Deep in the trenches: Scripting a recommendation engine pipeline using mahout

Mahout comes up with large number of machine learning algorithms implemented to be run on top of Hadoop. For generating item similarity based recommendations, Mahout has built in algorithms to generate item similarity using multiple similarity measures, like COSINE, PEARSON correlation, etc.

There are two pieces to the item similarity based recommendation.

Compute item similarity metrics
Generate recommendations based on the latest user-item interaction data.

Generating item similarity metrics is a complex and lengthy computation. Imagine computing the pairwise similarity for 100k or so products. But, once the similarities are computed then generating recommendations based on the user-item interaction data is relatively less demanding. Luckily, item to item similarity does not change fast.
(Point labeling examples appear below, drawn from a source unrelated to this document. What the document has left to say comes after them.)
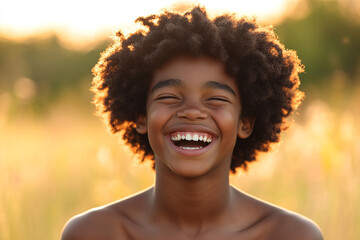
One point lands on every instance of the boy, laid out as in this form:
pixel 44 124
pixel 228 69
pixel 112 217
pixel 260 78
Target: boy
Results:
pixel 201 98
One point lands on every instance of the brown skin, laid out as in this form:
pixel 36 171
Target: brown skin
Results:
pixel 192 198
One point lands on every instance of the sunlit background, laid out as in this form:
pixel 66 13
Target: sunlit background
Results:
pixel 57 159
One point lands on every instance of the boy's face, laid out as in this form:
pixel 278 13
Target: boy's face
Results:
pixel 193 117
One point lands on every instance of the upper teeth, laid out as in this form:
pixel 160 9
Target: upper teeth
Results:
pixel 191 137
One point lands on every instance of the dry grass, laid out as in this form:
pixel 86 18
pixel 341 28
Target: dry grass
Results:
pixel 65 163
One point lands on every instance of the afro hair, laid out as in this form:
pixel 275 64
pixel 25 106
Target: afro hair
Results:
pixel 265 72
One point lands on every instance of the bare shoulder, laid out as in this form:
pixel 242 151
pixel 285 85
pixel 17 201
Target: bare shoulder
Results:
pixel 105 222
pixel 290 225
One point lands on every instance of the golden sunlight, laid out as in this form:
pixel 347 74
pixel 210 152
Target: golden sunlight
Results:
pixel 89 19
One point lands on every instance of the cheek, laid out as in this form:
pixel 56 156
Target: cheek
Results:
pixel 228 122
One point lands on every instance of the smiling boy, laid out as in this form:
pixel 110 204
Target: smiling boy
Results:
pixel 201 98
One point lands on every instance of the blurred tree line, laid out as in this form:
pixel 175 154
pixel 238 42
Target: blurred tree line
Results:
pixel 327 39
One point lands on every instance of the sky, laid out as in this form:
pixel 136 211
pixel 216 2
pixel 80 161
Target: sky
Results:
pixel 90 19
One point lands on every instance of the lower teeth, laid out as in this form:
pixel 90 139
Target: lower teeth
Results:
pixel 191 148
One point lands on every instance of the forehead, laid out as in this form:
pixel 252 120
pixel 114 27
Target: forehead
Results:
pixel 193 70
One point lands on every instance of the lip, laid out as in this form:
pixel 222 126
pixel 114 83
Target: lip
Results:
pixel 191 128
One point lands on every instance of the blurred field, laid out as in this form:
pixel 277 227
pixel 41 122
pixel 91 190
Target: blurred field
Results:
pixel 58 160
pixel 61 164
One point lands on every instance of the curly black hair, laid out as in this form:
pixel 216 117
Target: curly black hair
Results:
pixel 265 72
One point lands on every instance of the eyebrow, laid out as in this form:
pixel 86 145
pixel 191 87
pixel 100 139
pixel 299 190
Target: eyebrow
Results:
pixel 167 83
pixel 177 82
pixel 217 85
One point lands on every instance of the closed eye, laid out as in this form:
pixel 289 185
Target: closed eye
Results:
pixel 166 97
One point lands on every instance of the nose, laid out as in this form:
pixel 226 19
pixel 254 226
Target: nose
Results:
pixel 192 113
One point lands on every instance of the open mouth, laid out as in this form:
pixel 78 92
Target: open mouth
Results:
pixel 191 140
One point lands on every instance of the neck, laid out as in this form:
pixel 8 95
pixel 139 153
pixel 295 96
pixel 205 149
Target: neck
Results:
pixel 191 202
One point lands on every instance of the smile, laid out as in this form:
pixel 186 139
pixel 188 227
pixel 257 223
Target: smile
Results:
pixel 191 140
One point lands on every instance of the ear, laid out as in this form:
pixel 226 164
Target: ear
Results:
pixel 246 126
pixel 141 125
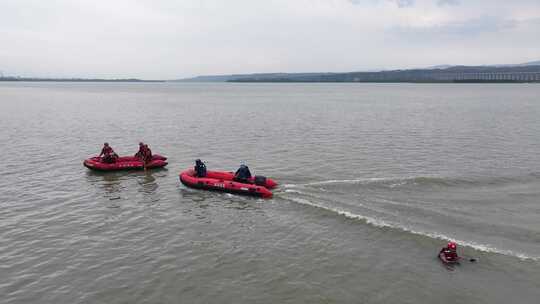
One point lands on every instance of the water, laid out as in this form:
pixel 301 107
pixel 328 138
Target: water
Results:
pixel 374 179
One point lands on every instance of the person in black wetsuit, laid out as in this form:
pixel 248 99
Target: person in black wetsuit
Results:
pixel 242 174
pixel 109 156
pixel 450 252
pixel 200 168
pixel 140 153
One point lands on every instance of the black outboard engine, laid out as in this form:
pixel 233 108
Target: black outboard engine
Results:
pixel 260 180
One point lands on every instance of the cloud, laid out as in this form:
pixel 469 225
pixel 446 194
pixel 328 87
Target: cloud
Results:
pixel 177 38
pixel 447 2
pixel 399 3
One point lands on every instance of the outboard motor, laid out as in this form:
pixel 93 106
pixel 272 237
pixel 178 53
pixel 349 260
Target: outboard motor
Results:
pixel 260 180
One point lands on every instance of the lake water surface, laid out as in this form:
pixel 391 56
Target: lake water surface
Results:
pixel 374 179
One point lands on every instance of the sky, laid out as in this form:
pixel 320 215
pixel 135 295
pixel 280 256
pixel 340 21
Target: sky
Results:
pixel 171 39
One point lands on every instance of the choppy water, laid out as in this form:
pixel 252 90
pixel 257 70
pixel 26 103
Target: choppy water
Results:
pixel 374 178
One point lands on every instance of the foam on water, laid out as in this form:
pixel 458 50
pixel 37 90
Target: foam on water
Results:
pixel 381 223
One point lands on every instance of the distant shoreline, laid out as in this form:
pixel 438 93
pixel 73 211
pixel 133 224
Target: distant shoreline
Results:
pixel 367 81
pixel 17 79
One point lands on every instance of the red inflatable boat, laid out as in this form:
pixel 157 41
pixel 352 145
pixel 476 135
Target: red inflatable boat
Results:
pixel 124 163
pixel 223 181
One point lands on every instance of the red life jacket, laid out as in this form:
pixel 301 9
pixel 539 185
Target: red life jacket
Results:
pixel 106 150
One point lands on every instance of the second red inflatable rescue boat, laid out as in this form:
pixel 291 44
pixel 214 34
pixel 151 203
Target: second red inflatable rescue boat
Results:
pixel 223 181
pixel 124 163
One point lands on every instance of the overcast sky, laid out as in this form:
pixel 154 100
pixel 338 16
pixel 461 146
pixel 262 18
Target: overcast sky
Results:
pixel 167 39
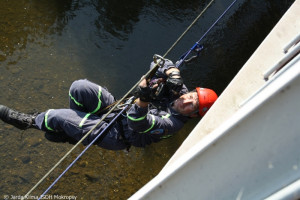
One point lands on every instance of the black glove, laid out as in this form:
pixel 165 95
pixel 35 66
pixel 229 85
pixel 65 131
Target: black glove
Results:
pixel 174 84
pixel 144 93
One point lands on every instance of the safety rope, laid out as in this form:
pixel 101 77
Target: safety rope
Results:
pixel 115 106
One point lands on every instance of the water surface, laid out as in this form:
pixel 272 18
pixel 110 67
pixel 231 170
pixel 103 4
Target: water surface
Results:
pixel 46 45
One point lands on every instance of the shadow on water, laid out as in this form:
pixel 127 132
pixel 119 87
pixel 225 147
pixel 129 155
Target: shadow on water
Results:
pixel 46 45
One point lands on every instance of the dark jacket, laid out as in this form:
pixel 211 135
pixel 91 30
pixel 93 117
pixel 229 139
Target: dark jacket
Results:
pixel 158 121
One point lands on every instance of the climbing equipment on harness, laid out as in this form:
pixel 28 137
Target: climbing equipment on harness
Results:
pixel 206 97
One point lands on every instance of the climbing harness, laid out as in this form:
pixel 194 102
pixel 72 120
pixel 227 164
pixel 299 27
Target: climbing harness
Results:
pixel 149 74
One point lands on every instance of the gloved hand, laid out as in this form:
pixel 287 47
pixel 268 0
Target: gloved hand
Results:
pixel 174 82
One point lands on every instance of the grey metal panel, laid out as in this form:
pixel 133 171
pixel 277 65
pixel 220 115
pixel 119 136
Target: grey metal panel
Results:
pixel 252 155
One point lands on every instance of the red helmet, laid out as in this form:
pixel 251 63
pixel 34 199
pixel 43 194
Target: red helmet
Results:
pixel 207 98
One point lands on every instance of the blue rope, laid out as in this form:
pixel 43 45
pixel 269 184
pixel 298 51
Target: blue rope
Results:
pixel 86 148
pixel 197 44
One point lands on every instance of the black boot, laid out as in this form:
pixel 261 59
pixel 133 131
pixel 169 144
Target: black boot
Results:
pixel 20 120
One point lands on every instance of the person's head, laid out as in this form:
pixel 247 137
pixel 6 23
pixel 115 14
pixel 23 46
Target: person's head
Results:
pixel 195 103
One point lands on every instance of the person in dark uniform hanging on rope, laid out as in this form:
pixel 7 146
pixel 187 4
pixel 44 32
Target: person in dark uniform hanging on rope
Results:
pixel 157 113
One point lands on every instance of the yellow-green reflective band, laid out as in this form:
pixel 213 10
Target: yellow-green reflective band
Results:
pixel 166 116
pixel 165 137
pixel 84 119
pixel 153 123
pixel 99 101
pixel 46 120
pixel 77 103
pixel 135 120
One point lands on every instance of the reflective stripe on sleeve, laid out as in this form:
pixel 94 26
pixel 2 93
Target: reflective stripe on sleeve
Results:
pixel 46 120
pixel 134 119
pixel 84 119
pixel 99 100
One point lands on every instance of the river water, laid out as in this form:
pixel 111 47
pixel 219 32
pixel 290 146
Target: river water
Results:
pixel 46 45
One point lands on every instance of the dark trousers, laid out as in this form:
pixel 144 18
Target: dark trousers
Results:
pixel 86 99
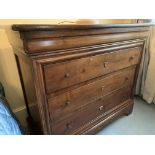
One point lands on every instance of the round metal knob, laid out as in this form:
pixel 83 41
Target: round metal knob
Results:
pixel 105 64
pixel 131 58
pixel 126 78
pixel 67 103
pixel 67 75
pixel 101 108
pixel 68 125
pixel 102 88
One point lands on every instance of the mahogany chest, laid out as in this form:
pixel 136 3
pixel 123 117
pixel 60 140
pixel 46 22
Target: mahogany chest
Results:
pixel 78 78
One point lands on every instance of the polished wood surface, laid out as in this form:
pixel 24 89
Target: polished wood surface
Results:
pixel 82 76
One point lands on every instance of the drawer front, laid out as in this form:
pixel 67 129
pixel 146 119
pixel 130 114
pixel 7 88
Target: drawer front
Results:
pixel 67 103
pixel 90 112
pixel 66 74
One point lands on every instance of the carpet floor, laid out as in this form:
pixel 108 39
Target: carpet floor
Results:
pixel 140 122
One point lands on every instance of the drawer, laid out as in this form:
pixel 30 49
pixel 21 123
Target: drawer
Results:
pixel 63 105
pixel 62 75
pixel 97 109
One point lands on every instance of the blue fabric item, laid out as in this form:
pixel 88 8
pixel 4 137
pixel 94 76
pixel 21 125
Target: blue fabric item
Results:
pixel 8 124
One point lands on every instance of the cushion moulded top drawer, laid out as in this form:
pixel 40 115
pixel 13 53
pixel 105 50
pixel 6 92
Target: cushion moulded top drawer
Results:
pixel 65 74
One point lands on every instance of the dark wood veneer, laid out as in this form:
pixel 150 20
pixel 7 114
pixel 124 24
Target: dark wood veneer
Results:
pixel 78 78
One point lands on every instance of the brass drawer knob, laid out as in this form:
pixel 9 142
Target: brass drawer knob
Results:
pixel 67 103
pixel 67 75
pixel 101 108
pixel 131 58
pixel 102 88
pixel 105 64
pixel 68 125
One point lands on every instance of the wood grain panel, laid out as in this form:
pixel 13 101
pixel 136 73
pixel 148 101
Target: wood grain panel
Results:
pixel 68 103
pixel 45 45
pixel 66 74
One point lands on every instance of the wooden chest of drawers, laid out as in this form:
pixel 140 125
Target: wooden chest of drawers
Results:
pixel 78 78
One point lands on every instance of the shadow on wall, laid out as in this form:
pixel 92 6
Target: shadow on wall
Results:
pixel 10 79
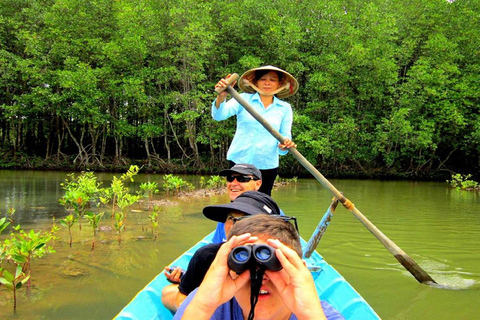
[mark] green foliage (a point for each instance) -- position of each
(19, 250)
(215, 182)
(3, 224)
(80, 193)
(149, 189)
(463, 182)
(14, 282)
(175, 184)
(68, 222)
(153, 217)
(119, 225)
(138, 78)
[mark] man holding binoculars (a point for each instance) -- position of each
(239, 285)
You need to recompute only once or twice a month (depending on how often you introduce new products).

Mahout has a command to generate recommendations, which is 'recommenditembased'. The mahout built in code first generate item similarity metrics and then proceeds to generate recommendations.

The mahout recommenditembased command will look like below.

mahout recommenditembased --startPhase 0 --endPhase 10 -i /input -o /output -s SIMILARITY_COSINE -mp 15 -m 300 --numRecommendations 1000 --tempDir /temDir

You can provide the startPhase and endPhase to control to what extend mahout should proceed in its processing.

See the link below for more on mahout recommendation phases.

http://www.slideshare.net/vangjee/a-quick-tutorial-on-mahouts-recommendation-engine-v-04

Generating similarities - (frequency - run every week or so)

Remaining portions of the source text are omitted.